Line Buffer Placement - 1.0 English

AXI4-Stream Video IP and System Design Guide (UG934)

Document ID
UG934
Release Date
2022-11-16
Version
1.0 English

All cores that cannot process pixels fast enough to sustain one pixel per output clock need output line-buffer(s) to avoid stalling the pipeline. Although combining line buffers at the end of a processing pipeline (by taking advantage of an output interface core with programmable line-buffer depth) might seem like an attractive option to save resources, it can also defeat the purpose of buffering.

In this example, ( This Figure ) a hypothetical output interface needs to generate frames with 320 clock cycles per line, with 200 active pixels per line. The external memory interface retrieves pixels in 64 pixel bursts after which it is unavailable for 16 clock cycles. Core A takes 3 clock cycles to generate 2 output pixels. Core B takes three line periods to generate two active lines (no output for the 960 pixels, then 400 pixels consecutively).

Figure 3-3: Simple Pipeline with Internal Line Buffers

X-Ref Target - Figure 3-3

X22112-3-3.jpg

Although all cores (external memory, Core A, Core B) have the throughput necessary to generate 200 pixels per 320 clock cycles on the average, the throughput degrades unless there are line buffers on each core output when connected as a system. For example, if the external memory provides data in 64 cycle bursts, Core A produces 42 output samples per burst or 170 pixels per line. Core A requires the whole line period to produce the active pixels, but it is forced to idle during the 4x16 cycles when the external memory is not available.

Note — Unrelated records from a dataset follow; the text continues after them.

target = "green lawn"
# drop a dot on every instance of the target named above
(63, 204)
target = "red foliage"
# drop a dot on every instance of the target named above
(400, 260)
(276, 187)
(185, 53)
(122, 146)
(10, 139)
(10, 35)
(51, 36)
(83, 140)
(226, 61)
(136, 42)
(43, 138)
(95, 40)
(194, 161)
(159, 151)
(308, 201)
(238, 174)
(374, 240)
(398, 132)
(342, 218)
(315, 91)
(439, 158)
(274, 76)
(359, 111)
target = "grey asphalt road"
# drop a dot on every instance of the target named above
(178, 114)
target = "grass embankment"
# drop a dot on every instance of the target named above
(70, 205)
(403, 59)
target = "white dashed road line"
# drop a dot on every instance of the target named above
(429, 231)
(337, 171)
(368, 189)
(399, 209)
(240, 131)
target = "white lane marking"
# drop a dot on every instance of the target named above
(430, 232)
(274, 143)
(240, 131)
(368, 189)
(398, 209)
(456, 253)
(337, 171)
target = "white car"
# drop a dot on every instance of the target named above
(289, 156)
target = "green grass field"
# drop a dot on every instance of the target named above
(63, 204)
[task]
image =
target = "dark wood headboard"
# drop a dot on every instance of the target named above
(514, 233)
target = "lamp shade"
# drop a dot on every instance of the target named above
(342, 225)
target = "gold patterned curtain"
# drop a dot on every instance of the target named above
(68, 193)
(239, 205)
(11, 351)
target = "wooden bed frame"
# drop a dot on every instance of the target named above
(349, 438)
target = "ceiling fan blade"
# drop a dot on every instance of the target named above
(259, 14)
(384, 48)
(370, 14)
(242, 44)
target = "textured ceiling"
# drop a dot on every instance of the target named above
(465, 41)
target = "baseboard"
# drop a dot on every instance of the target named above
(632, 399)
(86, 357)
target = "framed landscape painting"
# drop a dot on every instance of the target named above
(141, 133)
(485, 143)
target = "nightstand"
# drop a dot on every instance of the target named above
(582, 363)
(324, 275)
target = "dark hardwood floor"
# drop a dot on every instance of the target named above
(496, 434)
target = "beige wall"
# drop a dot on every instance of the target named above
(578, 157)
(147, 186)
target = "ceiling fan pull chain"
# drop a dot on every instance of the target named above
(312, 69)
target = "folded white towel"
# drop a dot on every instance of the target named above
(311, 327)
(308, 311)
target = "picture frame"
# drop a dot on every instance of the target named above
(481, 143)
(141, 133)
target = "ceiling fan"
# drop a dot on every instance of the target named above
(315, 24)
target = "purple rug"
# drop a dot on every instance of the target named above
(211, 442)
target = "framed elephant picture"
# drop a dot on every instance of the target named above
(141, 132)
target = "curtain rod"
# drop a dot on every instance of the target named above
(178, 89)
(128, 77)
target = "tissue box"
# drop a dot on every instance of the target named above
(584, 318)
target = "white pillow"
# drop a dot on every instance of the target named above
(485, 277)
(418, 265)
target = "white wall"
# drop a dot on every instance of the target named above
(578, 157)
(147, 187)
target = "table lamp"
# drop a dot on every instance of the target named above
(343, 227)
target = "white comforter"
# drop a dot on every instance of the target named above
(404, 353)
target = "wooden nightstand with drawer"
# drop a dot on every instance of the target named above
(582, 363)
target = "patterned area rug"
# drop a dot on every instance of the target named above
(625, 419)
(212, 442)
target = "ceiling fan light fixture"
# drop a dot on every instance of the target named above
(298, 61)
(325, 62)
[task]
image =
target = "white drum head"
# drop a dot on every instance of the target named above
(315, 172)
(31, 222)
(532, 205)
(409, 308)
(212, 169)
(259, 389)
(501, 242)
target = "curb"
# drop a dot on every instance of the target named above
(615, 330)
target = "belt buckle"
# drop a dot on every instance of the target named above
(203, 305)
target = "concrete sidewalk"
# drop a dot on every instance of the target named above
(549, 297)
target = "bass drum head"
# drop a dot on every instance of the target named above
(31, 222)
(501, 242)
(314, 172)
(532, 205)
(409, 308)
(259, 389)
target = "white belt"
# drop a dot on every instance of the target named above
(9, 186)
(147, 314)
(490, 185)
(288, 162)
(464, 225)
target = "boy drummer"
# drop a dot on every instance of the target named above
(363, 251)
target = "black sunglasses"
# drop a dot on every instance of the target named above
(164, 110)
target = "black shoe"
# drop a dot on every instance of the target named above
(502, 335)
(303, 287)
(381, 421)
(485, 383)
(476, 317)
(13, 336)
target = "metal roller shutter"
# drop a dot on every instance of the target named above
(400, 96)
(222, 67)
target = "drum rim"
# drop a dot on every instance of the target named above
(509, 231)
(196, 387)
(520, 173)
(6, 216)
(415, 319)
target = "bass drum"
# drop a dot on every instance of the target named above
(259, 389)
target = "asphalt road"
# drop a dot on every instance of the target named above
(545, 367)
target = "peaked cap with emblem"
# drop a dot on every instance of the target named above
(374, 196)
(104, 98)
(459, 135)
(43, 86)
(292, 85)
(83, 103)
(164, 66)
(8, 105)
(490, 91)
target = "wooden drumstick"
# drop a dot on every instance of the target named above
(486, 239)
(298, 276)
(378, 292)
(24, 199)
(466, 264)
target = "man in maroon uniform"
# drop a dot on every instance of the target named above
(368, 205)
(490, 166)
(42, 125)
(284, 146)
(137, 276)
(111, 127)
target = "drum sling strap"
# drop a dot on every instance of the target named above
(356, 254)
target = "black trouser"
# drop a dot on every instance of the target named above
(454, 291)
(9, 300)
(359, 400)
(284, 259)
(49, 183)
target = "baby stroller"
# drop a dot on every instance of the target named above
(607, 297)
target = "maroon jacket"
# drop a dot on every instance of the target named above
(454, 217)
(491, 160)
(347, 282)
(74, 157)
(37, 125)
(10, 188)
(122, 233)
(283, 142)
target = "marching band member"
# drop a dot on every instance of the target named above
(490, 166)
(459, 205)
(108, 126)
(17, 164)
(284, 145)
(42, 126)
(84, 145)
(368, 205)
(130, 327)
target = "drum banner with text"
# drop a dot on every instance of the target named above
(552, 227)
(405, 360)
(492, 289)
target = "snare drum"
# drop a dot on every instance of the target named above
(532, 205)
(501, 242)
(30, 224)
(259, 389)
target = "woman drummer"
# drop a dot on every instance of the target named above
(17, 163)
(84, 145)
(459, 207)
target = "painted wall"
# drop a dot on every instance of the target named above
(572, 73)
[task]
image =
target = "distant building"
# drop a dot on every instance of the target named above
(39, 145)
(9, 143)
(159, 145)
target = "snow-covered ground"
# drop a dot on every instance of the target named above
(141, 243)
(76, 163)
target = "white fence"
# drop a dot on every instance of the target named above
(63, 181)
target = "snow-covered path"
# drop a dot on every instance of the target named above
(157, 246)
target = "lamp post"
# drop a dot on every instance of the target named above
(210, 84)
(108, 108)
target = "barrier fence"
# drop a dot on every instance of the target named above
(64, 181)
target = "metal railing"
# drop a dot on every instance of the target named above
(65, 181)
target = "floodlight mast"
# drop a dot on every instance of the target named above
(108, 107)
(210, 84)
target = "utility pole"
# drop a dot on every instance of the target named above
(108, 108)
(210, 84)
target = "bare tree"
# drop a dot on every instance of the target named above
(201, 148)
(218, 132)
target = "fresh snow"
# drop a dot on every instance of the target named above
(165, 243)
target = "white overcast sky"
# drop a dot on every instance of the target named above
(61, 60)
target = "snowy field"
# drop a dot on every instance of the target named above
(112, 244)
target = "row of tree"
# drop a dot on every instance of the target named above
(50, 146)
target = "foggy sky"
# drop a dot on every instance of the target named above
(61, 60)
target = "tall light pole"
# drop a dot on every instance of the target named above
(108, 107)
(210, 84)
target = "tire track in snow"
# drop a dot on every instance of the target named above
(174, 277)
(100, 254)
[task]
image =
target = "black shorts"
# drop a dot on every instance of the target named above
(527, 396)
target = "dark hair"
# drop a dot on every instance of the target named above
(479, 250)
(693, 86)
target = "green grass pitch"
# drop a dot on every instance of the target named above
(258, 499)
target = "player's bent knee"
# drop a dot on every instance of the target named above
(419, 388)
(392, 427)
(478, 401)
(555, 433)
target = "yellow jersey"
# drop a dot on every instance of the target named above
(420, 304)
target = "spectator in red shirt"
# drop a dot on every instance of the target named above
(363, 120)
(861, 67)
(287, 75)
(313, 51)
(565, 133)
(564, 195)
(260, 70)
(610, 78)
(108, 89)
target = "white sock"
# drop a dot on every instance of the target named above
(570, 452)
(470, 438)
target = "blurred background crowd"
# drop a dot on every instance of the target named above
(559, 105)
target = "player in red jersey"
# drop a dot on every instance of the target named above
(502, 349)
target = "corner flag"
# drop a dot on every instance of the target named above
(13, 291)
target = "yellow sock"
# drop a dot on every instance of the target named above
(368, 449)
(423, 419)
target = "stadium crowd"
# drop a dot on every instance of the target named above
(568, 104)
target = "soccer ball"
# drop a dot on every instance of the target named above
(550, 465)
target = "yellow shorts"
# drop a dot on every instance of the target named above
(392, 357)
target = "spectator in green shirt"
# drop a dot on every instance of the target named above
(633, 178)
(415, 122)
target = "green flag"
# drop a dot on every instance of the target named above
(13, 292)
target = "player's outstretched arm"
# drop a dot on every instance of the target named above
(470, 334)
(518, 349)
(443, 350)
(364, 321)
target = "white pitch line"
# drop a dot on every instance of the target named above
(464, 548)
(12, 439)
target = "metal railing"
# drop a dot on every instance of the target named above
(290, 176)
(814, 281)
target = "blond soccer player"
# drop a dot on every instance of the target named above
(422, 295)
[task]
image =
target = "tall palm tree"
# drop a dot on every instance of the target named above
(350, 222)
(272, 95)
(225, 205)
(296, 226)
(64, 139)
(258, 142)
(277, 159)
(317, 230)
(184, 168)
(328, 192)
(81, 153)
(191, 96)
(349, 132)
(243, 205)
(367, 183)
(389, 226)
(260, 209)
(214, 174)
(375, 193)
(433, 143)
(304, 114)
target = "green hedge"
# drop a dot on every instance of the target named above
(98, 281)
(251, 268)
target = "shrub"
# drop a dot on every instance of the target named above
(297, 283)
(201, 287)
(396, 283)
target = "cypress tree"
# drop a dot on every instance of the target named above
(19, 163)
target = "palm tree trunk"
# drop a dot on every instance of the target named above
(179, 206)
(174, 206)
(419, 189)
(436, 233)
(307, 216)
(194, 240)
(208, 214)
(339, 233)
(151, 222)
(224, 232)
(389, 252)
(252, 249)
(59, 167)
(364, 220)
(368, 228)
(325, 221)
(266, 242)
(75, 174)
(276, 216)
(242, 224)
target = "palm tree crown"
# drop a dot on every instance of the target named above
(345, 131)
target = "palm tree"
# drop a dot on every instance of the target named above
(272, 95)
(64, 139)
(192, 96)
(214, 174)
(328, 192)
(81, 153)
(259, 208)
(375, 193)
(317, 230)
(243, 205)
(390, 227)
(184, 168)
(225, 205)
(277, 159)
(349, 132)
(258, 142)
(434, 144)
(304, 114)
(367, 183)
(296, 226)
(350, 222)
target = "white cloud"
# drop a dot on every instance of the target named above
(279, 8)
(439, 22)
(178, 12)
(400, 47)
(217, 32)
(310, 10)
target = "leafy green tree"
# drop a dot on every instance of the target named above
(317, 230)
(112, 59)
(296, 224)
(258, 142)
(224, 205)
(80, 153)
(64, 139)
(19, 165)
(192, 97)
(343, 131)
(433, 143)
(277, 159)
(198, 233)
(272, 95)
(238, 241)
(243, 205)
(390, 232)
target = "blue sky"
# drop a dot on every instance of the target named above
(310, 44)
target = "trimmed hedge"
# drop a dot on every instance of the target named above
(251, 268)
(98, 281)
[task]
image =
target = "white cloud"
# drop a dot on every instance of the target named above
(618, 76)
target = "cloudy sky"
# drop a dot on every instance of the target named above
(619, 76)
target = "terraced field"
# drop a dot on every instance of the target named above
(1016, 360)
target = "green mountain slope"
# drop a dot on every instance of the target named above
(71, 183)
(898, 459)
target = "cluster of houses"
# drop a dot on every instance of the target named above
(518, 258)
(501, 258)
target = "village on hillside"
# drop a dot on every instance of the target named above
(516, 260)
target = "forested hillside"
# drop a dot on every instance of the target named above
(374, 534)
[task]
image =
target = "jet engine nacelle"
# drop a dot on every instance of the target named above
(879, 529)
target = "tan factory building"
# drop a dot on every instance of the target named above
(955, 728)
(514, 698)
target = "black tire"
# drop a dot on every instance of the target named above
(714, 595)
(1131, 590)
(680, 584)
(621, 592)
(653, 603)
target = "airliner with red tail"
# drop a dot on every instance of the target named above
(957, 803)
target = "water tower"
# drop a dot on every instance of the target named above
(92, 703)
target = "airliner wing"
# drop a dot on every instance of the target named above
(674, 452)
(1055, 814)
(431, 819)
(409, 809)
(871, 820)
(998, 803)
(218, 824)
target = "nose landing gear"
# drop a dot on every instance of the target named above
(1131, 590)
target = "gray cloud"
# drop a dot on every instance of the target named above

To avoid processing bubbles, all cores should be appropriately buffered on the output of the core as if the core was driving the output interface directly. This Figure illustrates the scenario when processing cores can maintain the line-pixel rate, but cores need output buffers to avoid processing bubbles. Green arrows represent subsequent cores reading from the output buffers of preceding cores.